Fri Sep 11 2009 06:50 AM
Rain Along North Gulf - While Fred Fizzles in East-Central Atlantic

Update - Tuesday, Sept. 15, 6 PM
Fred's remnants are showing signs of life again in the central Atlantic Ocean. Wind shear has slackened somewhat and convection is consistently re-firing and progressively becoming better organized near the center. The NHC has reinstated track and model guidance on Fred and an upgrade from the current "low" chance of development is likely later this evening. Whether the system redevelops soon or not, it should continue to head generally west to west-northwestward over the course of the coming days.

Elsewhere, two other areas are being watched: a non-tropical area of low pressure on the tail end of a cold front northeast of the Bahamas and a tropical wave located just west of the Cape Verde Islands. Both have been given low chances of development by the NHC and, unlike Fred's remnants, no upgrade of those probabilities seem to be imminent.
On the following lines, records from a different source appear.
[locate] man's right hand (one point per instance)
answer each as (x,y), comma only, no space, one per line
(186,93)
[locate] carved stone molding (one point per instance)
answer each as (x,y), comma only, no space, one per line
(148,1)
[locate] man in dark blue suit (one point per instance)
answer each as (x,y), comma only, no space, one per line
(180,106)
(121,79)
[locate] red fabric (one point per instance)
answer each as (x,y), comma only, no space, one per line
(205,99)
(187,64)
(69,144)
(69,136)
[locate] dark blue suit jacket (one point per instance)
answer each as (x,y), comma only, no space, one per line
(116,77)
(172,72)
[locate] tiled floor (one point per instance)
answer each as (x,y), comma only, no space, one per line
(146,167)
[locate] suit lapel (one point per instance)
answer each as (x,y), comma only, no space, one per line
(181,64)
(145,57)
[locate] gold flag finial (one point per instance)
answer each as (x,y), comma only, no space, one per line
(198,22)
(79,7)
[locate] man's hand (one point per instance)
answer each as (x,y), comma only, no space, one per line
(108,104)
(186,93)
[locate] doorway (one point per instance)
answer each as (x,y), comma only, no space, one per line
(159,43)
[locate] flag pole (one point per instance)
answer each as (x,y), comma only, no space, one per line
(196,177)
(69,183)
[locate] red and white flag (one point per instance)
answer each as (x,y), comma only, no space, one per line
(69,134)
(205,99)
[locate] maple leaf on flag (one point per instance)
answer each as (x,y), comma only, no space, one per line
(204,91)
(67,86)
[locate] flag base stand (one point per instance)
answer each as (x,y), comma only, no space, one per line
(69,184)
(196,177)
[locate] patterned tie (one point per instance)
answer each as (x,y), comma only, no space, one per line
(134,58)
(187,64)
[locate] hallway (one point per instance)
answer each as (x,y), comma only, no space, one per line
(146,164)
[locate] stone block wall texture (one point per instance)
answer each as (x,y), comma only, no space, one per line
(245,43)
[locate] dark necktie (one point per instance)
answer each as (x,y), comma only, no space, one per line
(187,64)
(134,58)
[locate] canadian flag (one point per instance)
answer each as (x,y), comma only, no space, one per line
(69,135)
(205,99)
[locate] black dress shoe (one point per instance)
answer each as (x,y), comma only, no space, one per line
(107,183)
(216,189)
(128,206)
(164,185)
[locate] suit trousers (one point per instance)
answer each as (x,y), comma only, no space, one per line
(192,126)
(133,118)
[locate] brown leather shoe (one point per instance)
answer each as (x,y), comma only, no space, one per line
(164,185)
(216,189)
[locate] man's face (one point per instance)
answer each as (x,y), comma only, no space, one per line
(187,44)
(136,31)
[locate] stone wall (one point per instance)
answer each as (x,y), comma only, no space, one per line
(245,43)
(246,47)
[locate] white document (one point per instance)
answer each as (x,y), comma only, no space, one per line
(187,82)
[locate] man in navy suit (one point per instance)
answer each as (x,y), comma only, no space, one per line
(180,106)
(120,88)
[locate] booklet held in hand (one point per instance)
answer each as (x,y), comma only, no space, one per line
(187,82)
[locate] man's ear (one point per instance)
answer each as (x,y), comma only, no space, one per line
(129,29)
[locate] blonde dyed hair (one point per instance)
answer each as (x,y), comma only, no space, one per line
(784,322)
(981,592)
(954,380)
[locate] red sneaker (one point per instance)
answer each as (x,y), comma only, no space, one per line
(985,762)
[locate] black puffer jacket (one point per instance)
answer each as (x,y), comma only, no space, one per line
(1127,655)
Update - Saturday Sept 12, 7PM
Fred has been downgraded to a stationary remnant low near 18N 34W at 12/21Z with winds of 30 knots - no convection so no Depression - a victim of strong south southwesterly windshear. Eventually whatever is left of Fred should move to the west northwest as the Atlantic ridge rebuilds. Another active wave south of the Cape Verde Islands is slowly organizing.

An upper level trough and a weak stationary front have combined to generate large areas of convection along the northern Gulf coast. Although rain is likely, tropical development chances are rather slim, however extratropical development is likely off the north Florida east coast.

Original Post
Hurricane Fred is holding on, after becoming a major hurricane in the far east Atlantic earlier in the week. It was the furthest east recorded that a major formed. It is expected to encounter the shear that has been a hallmark of this year's season in a few days which should basically take it apart. The remnants will likely drift west, and interestingly most models keep it going due west, very weak, however. Ex-Fred, at that time, may have to be watched.

The area in the western Gulf is not likely to develop, but if it does it would likely be a hybrid storm. It will cause much rain for the area. The system in the northeast will cause a lot of rain and general ugliness along the coast there, but it too is likely not to develop because of the hostile conditions.